I am trying to append an array to another array but its appending them as if it was just one array.我正在尝试将 append 一个数组添加到另一个数组,但它会将它们附加到另一个数组中,就好像它只是一个数组一样。 What I would like to have is have each array appended on its own index, (withoug having to use a list, i want to use np arrays) ie我想要的是每个数组都附加在自己的索引上,(不必使用列表,我想使用 np 数组)即

temp = np.array([])
for i in my_items
   m = get_item_ids(i.color)  #returns an array as [1,4,20,5,3]  (always same number of items but diff ids
   temp = np.append(temp, m, axis=0)

On the second iteration lets suppose i get [5,4,15,3,10]在第二次迭代中,假设我得到 [5,4,15,3,10]

then i would like to have temp as array([1,4,20,5,3][5,4,15,3,10]) But instead i keep getting [1,4,20,5,3,5,4,15,3,10]然后我想将 temp 作为array([1,4,20,5,3][5,4,15,3,10])但是我一直得到[1,4,20,5,3,5,4,15,3,10]

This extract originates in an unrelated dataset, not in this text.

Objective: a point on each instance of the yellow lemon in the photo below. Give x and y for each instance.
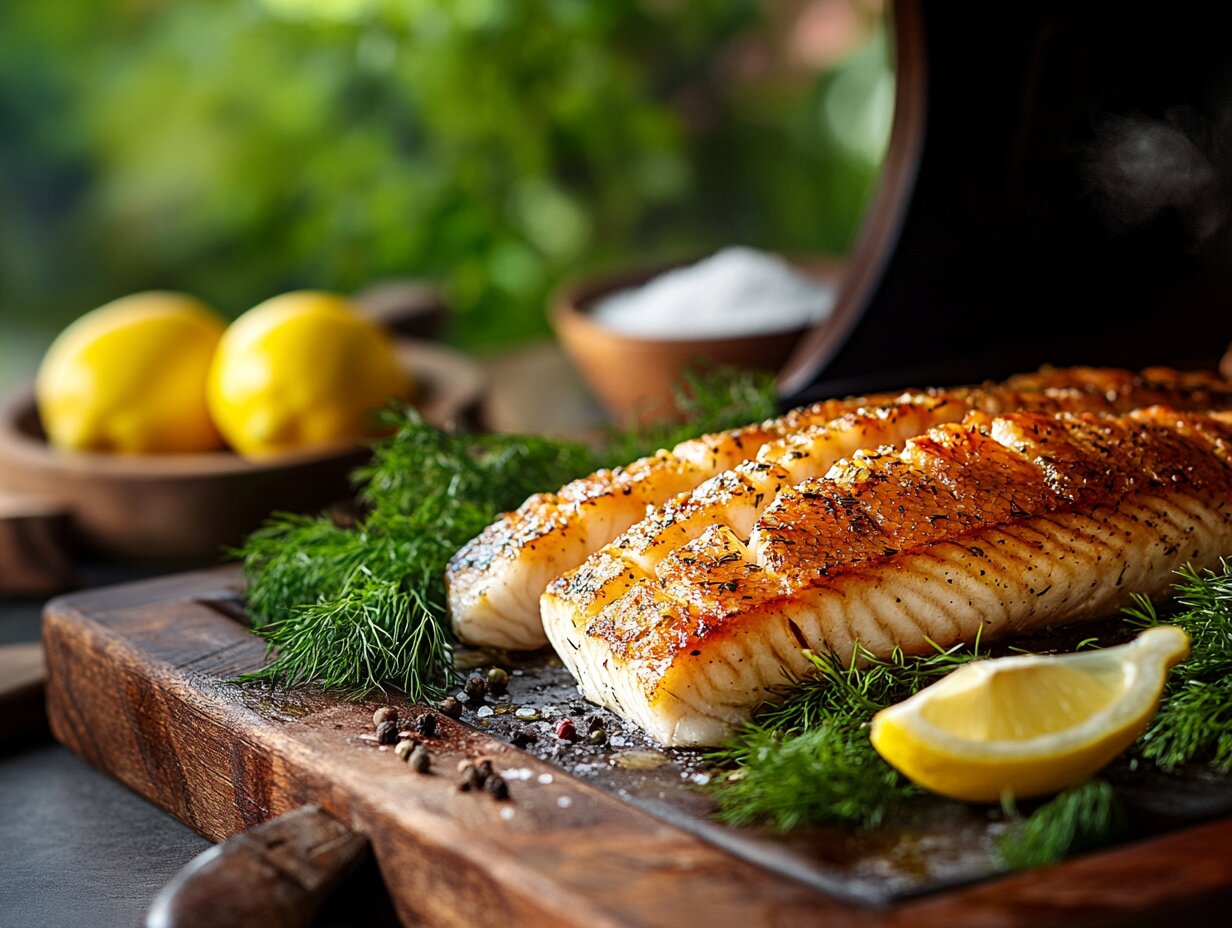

I am new to python but i am sure there is probably a way to concatenate in this way with numpy without using lists?我是 python 的新手,但我确信可能有一种方法可以在不使用列表的情况下以这种方式与 numpy 连接?

You have to reshape m in order to have two dimension with您必须重塑 m 才能拥有二维

m.reshape(-1, 1)

thus adding the second dimension.从而增加了第二个维度。 Then you could concatenate along axis=1.然后你可以沿着axis = 1连接。

np.concatenate(temp, m, axis=1)

List append is much better - faster and easier to use correctly.列表 append更好- 更快,更容易正确使用。

temp = []
for i in my_items
    m = get_item_ids(i.color)  #returns an array as [1,4,20,5,3]  (always same number of items but diff ids
    temp = m

Look at the list to see what it created.查看列表以查看它创建的内容。 Then make an array from that:然后从中制作一个数组:

 arr = np.array(temp)
 # or `np.vstack(temp)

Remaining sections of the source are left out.